Before Rosa Parks, there was Homère Patris Plessy, who, 115 years ago today, was thrown off a train in Louisiana in 1892 for Sitting While Black. He took this case to the Supreme Court, who sadly upheld segregation by race. [Hat tip: IntLawGrrls]

Let's have a quick timeline: And things seem to move so slowly.

I've never been comfortable with how we define race. Plessy was "of mixed descent, in the proportion of seven eighths Caucasian and one eighth African blood" (Plessy v Ferguson pg 538) -- why was this considered significant enough to be remarked on in a US Supreme Court decision? -- and yet legally (albeit mostly past now), administratively (the infamous race checkbox), and culturally we insist on only two options: White OR Black.
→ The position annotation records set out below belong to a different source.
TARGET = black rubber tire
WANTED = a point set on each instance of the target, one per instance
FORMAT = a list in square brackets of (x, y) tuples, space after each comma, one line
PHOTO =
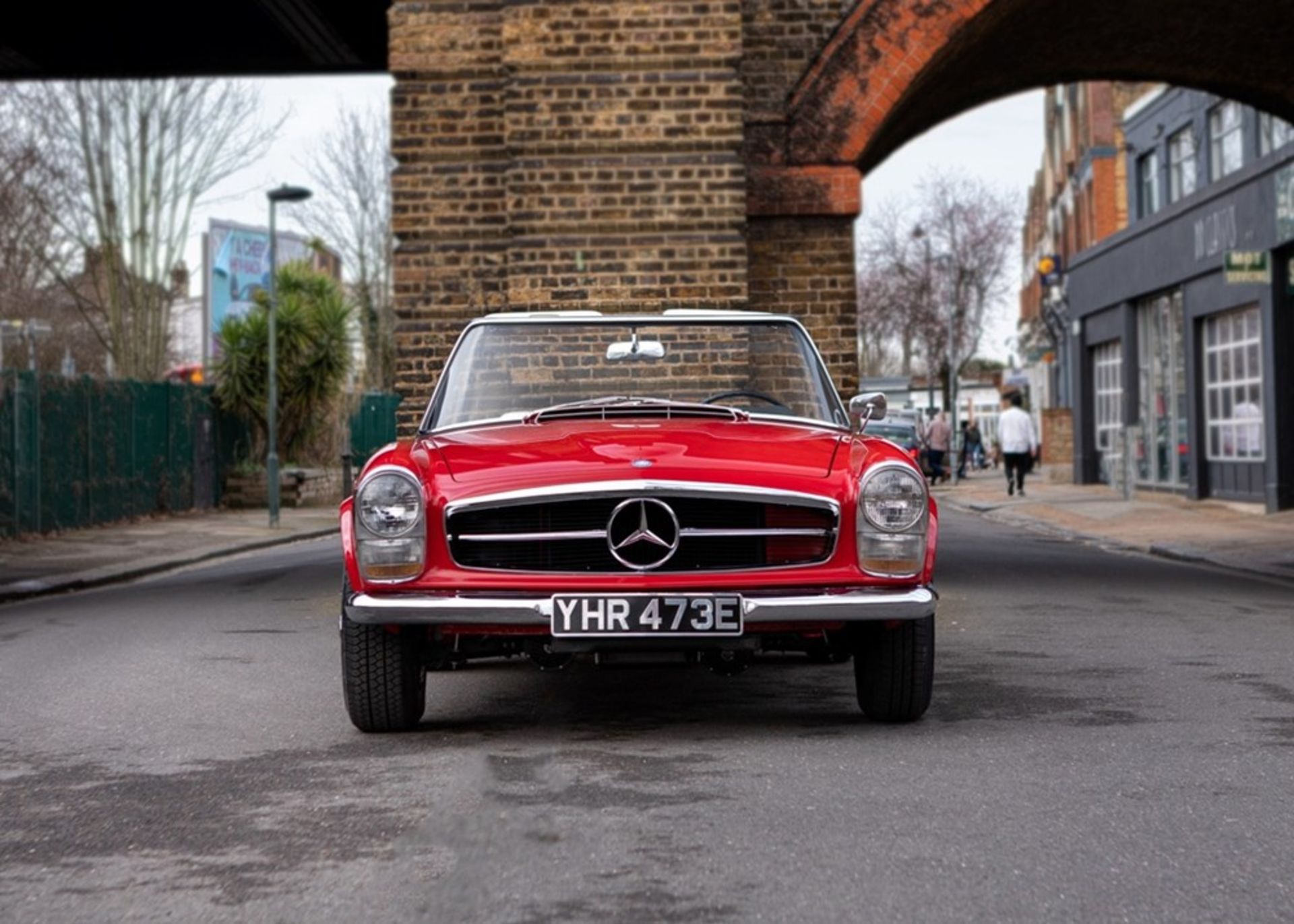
[(383, 677), (894, 669)]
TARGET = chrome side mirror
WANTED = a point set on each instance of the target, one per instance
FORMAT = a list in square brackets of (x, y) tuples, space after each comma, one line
[(866, 408), (636, 350)]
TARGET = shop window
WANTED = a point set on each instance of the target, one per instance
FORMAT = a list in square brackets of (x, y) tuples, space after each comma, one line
[(1226, 140), (1148, 183), (1108, 399), (1181, 164), (1233, 386), (1272, 133)]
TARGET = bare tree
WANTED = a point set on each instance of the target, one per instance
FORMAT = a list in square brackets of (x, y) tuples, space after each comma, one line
[(123, 164), (351, 170), (948, 263)]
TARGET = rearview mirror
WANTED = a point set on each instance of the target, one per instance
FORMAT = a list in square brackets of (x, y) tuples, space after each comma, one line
[(866, 408), (636, 350)]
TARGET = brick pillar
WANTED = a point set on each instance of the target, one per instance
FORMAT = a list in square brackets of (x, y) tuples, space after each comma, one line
[(578, 154), (805, 267), (450, 198)]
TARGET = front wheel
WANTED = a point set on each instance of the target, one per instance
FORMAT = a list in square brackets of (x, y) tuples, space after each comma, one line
[(382, 676), (894, 669)]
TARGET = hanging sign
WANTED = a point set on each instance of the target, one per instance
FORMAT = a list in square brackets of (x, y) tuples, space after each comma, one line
[(1246, 267)]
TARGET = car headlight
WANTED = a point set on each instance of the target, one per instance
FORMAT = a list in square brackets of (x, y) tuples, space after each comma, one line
[(388, 505), (892, 522), (893, 499), (388, 512)]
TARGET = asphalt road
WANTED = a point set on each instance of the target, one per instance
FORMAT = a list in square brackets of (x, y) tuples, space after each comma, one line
[(1112, 739)]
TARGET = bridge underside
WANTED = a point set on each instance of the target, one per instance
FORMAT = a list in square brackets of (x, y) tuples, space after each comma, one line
[(157, 38), (617, 154)]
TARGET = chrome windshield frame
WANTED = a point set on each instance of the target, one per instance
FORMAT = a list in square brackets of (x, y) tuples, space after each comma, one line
[(682, 319)]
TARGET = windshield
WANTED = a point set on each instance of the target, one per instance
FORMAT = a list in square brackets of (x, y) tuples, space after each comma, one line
[(766, 368)]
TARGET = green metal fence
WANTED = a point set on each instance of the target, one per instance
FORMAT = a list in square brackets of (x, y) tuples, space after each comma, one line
[(82, 452), (373, 425)]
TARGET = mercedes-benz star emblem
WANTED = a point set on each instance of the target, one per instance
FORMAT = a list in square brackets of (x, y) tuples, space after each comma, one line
[(642, 534)]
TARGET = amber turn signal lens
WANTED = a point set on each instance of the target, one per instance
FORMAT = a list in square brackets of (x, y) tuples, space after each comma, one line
[(386, 572)]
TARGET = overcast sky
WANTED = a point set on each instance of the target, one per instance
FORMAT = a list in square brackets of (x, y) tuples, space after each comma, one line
[(999, 143)]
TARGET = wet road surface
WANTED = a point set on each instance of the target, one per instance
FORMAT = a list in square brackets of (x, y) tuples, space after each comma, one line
[(1112, 739)]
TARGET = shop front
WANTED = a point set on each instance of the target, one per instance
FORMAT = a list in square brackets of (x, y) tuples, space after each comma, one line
[(1183, 330)]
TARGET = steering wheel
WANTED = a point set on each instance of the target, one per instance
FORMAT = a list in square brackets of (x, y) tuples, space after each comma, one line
[(742, 392)]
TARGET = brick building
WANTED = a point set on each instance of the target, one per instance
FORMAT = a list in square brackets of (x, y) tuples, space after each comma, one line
[(1078, 198), (619, 154), (1181, 324)]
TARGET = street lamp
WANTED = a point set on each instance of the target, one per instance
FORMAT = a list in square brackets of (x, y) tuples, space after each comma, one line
[(284, 193), (945, 263)]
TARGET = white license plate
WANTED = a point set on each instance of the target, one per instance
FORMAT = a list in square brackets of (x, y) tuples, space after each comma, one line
[(647, 615)]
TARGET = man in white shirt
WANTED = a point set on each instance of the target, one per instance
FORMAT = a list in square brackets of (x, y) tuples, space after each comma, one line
[(1019, 441)]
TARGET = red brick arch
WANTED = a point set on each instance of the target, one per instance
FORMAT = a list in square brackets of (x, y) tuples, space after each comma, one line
[(896, 67)]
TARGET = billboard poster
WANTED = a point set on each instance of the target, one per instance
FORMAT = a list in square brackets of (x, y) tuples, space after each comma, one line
[(237, 267)]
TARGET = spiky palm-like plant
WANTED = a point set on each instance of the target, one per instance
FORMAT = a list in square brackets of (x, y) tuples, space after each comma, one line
[(313, 359)]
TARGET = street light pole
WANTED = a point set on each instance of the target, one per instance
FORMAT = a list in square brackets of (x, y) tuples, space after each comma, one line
[(953, 378), (284, 193)]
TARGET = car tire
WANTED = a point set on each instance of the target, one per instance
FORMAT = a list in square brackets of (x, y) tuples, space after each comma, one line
[(383, 677), (894, 669)]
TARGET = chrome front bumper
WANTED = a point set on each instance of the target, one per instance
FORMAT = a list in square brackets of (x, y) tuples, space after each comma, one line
[(852, 606)]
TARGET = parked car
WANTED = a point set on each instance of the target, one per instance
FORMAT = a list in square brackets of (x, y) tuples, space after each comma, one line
[(904, 435), (685, 483)]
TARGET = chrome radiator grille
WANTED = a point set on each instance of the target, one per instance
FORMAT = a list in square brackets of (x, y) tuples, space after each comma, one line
[(655, 532)]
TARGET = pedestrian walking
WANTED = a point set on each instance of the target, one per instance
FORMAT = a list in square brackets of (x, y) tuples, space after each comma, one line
[(937, 437), (975, 445), (1019, 441)]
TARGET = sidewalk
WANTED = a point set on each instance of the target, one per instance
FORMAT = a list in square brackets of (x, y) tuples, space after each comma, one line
[(87, 558), (1229, 534)]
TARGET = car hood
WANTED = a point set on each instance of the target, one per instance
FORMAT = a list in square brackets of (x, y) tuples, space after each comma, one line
[(742, 452)]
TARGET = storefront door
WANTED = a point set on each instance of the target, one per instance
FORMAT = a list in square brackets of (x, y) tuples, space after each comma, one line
[(1164, 447)]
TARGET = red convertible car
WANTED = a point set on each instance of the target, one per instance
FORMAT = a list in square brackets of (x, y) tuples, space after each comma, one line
[(686, 485)]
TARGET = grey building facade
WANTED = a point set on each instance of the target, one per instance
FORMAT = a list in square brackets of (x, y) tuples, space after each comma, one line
[(1183, 324)]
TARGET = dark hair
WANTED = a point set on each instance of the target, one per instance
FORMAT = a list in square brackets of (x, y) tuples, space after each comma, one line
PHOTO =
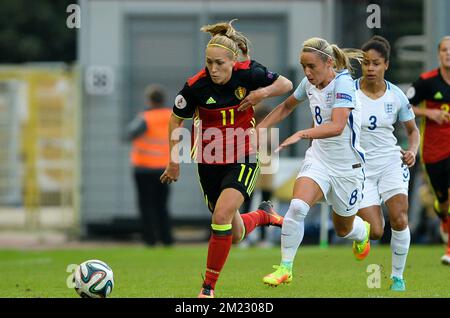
[(379, 44), (155, 94)]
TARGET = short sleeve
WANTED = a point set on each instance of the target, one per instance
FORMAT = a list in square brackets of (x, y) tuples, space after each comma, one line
[(416, 93), (261, 76), (344, 92), (185, 105), (405, 113), (300, 91)]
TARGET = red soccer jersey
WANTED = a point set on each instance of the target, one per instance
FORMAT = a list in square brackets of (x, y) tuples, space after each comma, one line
[(431, 91), (221, 132)]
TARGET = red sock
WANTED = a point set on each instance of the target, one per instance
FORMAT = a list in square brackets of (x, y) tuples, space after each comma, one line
[(448, 233), (218, 249), (254, 219)]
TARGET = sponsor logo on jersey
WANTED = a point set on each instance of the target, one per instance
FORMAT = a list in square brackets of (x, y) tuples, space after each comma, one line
[(343, 96), (411, 92), (438, 95), (240, 92), (329, 99), (180, 102), (210, 101), (389, 108)]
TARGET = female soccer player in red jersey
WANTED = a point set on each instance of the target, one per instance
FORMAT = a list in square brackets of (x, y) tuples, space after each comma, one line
[(432, 92), (220, 98)]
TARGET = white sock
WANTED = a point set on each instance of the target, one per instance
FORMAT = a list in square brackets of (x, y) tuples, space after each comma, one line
[(293, 230), (399, 246), (358, 232)]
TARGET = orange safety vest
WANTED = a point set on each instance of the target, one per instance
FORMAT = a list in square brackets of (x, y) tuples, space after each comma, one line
[(151, 149)]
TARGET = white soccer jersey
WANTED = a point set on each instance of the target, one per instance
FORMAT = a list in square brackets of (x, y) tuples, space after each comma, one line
[(377, 128), (338, 154)]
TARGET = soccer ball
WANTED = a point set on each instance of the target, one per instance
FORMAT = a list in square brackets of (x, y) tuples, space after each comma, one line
[(93, 279)]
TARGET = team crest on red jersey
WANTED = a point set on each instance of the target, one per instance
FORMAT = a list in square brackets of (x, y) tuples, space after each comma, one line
[(240, 92)]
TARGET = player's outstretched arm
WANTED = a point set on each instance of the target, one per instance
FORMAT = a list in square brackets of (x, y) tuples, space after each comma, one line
[(409, 156), (334, 128), (281, 86), (279, 113), (172, 171)]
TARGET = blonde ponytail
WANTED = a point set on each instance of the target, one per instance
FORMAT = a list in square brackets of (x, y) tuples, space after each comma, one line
[(341, 57), (226, 36)]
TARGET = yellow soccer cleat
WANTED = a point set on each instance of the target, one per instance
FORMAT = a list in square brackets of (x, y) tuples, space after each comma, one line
[(362, 249), (282, 275)]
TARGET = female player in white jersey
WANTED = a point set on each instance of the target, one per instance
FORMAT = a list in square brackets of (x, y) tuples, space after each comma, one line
[(386, 170), (333, 166)]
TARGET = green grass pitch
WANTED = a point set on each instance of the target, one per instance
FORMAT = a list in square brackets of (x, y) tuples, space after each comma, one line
[(176, 272)]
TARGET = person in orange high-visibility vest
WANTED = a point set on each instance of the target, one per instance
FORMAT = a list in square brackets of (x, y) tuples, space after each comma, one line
[(149, 157)]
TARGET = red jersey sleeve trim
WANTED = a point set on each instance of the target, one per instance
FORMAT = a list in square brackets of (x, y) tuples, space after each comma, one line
[(192, 80), (430, 74), (242, 65)]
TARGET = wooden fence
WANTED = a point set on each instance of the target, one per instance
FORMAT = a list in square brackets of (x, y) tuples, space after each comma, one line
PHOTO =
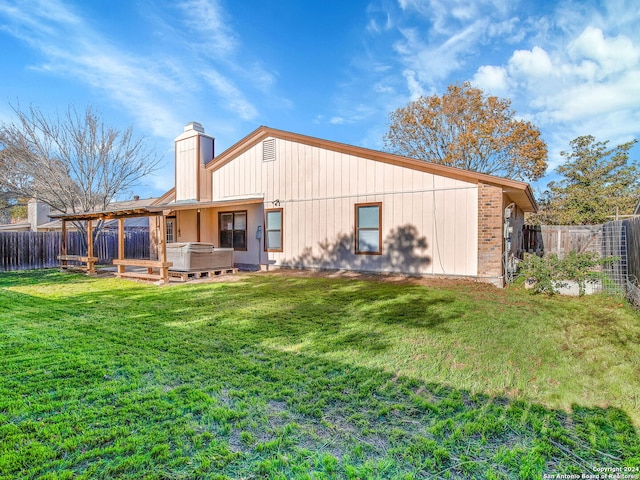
[(561, 239), (631, 245), (32, 250)]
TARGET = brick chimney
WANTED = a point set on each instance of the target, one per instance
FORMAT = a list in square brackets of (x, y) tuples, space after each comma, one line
[(193, 149)]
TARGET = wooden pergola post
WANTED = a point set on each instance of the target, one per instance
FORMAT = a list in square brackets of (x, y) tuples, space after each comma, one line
[(120, 243), (162, 248), (63, 245), (90, 258)]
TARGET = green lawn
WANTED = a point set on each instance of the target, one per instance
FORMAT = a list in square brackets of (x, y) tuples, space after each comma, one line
[(284, 376)]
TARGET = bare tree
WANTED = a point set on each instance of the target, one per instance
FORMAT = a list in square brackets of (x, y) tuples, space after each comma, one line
[(74, 163)]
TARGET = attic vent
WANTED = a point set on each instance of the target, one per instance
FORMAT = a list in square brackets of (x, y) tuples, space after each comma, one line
[(269, 150)]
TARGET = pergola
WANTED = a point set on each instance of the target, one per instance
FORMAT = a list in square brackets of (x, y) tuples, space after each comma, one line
[(156, 269)]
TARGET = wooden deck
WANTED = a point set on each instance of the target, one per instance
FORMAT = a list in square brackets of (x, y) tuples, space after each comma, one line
[(84, 263), (156, 269), (193, 275)]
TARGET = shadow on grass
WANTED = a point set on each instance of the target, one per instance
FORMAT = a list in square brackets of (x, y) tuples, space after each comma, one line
[(48, 276), (187, 373)]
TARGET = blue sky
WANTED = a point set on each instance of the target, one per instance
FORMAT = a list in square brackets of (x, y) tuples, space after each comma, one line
[(332, 69)]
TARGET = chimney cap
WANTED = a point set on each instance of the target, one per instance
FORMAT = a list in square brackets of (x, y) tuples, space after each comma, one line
[(194, 126)]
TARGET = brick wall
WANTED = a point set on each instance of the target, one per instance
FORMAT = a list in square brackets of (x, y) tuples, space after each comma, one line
[(490, 233)]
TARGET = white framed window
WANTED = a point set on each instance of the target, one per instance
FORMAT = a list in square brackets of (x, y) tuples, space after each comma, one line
[(273, 230), (368, 231), (171, 228)]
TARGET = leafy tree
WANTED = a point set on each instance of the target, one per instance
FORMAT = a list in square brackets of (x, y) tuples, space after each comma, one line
[(465, 128), (73, 163), (598, 183)]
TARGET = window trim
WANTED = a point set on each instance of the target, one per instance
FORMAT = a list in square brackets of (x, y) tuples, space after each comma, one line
[(171, 231), (266, 230), (357, 230), (246, 228)]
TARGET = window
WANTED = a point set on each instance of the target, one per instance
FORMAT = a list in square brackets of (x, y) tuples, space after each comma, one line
[(171, 225), (273, 230), (368, 228), (233, 230)]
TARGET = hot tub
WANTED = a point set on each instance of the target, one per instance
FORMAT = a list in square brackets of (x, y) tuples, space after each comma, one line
[(196, 256)]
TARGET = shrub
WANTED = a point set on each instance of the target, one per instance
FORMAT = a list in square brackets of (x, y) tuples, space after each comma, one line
[(550, 273)]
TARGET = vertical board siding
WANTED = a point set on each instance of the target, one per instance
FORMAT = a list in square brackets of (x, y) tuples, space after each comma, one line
[(317, 190)]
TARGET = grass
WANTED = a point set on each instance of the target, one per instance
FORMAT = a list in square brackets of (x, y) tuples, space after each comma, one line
[(284, 376)]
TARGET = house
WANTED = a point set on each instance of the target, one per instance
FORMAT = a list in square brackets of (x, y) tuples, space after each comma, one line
[(282, 199), (37, 215)]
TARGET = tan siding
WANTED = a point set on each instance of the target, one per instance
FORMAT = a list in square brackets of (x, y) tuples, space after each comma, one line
[(318, 190)]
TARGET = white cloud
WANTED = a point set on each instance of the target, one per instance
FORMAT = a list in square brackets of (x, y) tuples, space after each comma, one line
[(207, 18), (613, 55), (415, 89), (534, 63), (491, 79), (233, 98)]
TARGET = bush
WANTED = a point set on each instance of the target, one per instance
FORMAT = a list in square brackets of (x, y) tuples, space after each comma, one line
[(550, 273)]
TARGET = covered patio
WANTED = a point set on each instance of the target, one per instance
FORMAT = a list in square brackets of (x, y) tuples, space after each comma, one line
[(196, 227), (156, 269)]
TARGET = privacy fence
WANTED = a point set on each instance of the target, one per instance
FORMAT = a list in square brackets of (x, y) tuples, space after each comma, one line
[(619, 239), (31, 250)]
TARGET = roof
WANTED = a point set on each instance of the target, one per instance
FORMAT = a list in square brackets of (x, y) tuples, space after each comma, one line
[(520, 192), (15, 227)]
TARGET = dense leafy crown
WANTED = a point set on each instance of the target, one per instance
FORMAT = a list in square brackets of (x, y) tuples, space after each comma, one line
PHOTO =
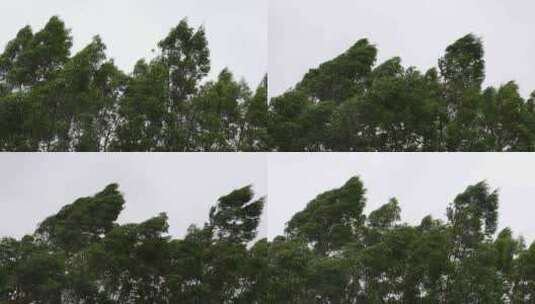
[(331, 253), (52, 101), (349, 104)]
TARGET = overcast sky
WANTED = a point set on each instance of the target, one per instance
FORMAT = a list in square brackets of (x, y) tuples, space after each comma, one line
[(424, 183), (236, 29), (185, 185), (305, 33)]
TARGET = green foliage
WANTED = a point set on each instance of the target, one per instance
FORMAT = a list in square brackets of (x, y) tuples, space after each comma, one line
[(82, 255), (331, 253), (348, 104), (52, 101), (459, 261)]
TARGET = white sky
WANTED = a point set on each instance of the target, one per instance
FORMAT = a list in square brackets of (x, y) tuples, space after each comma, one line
[(424, 183), (305, 33), (236, 29), (184, 185)]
And it is still today as it was then, any "black blood" (painful to even write that), and you're Black. This was memorably bemoaned by Public Enemy in "Fear of a Black Planet":
Black man, black woman, black baby
White man, white woman, white baby
White man, black woman, black baby
Black man, white woman, black baby
Barack Obama brings this into some focus, doesn't he.

You can see how confused I am. I just don't get it. I suppose we'll survive, but in the mean time, you know, we do whatever we do to survive.

1 comment:

Noir said...

What's confusing? Now I'm confused!

When do you start law school? Are you going to have time to blog? Maybe you can change your blog into a law-oriented one?